Thong Pei Qin & Nidya Shanthini Manokara
(Singapore)
facebook.com/bitten2017

90 mins

Performed in English, Tamil and Mandarin

Inspired by the common experience of having fallen prey to the dreaded Aedes mosquito, Pei Qin and Shanthini share their vivid musings of the journey whilst raging against the relentless dengue virus inside the body. The accompanying heightened state of paranoia, and the love and care showered on patients as the battle rages on beneath the skin inspire this piece. Bitten features devised text and physical movement with a spin on Bharata Natyam.

Bitten is an intimate conversation that weaves through personal accounts, morbid Kafkaesque imaginings of love, fear and death, and the eruptions of superstitious beliefs based on traditional cures and remedies. Poignant and itch-inducing, Bitten brings audience into a curious world abuzz with rich Singaporean cultures, the supernatural, and multiple truths. It looks closer at what fundamentally roots all of us, in our generation's attempts to re-connect with our cultures and lineage, especially at the mercy of dropping blood platelet counts.

Thong Pei Qin has a penchant for transgressing disciplinary and cultural boundaries in exploring the human condition. She seeks truthful shared experiences which connect diverse peoples, spaces and beliefs.

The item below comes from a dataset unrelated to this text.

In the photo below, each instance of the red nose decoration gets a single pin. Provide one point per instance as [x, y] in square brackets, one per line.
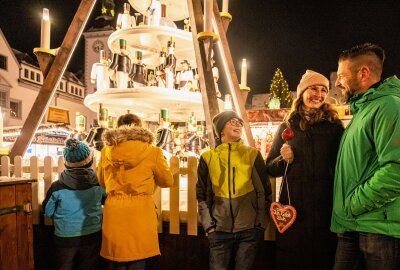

Dispelling the notion that everyday life and codified art are distinct hermetically sealed entities, Nidya Shanthini Manokara questions how far an urbanite can resonate with contemporary issues with ideas inspired by her practice in Bharata Natyam.

RELATIONSHIP TO ART & SKIN

The skin itches and erupts into a million angry rashes—a manifestation of the patient's paranoid and restless state of mind. Transmitted by the vampiresque “love-bite” of the blood-sucking mosquito, the journey of the dengue virus begins, coursing through the bloodstream and veins in the body.

Bitten borrows from the external physical effects on the body, and delves deeper beneath the skin into the inner human psyche. It re-experience communication across generations, languages, medicine, and the rich socio-familial cultures and histories. Bitten is a bold attempt to reconnect with origins, lineage, and the larger cosmos where traditionally held communal beliefs hail from, by traversing multiple worlds.